Sunday, February 21, 2016

C.H. Dodd and the Quote of the Day

I was reading through the great C.H. Dodd's little book, Gospel and Law: The Relations of Faith and Ethics in Early Christianity (Bampton Lectures; Columbia University; 1950) and ran across this gem of a quote regarding judgment, repentance, and ethical behavior in light of the Kingdom of God:

C.H. Dodd (1884-1973)
'Give to everyone who asks.' 'Turn the other cheek.' 'Leave father and mother, wife and children, and hate your own soul.' 'If your hand or eye is leading you astray, cut it off and cast it away.' 'Never worry about food or drink.
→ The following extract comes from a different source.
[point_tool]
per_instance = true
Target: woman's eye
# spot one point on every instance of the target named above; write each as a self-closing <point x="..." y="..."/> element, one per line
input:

The morrow will look after itself.' The one thing that all such sayings enforce is the unlimited scope of God's commands. They leave no room for complacency. It is impossible to be satisfied with ourselves, when we try our conduct by these standards; and yet, since God is here in His Kingdom, these standards are obligatory. It is put briefly in the maxim: 'When you have done every thing say, 'We are unprofitable servants: we have only done our duty' (Luke 17:10). Such sayings as these invite us to recognize how far away from God's demands our best has been. They provide an objective standard for self-criticism. In other words, they bring home God's judgment upon us. To accept this judgment is the first step in what the New Testament calls 'repentance.' 
...The precepts of Christ, then, in judging us, expose our need for forgiveness and throw us back on the inexhaustable mercy of God which offers such forgiveness. Forgiveness is clearly not merely a balm to the uneasy conscience; it is the actual creative power of God coming in His kingdom, released for action when men accept His judgment and repent; and it opens up unlimited possibilities to the enterprise of the repentant and forgiven sinner. (61-2; italics mine).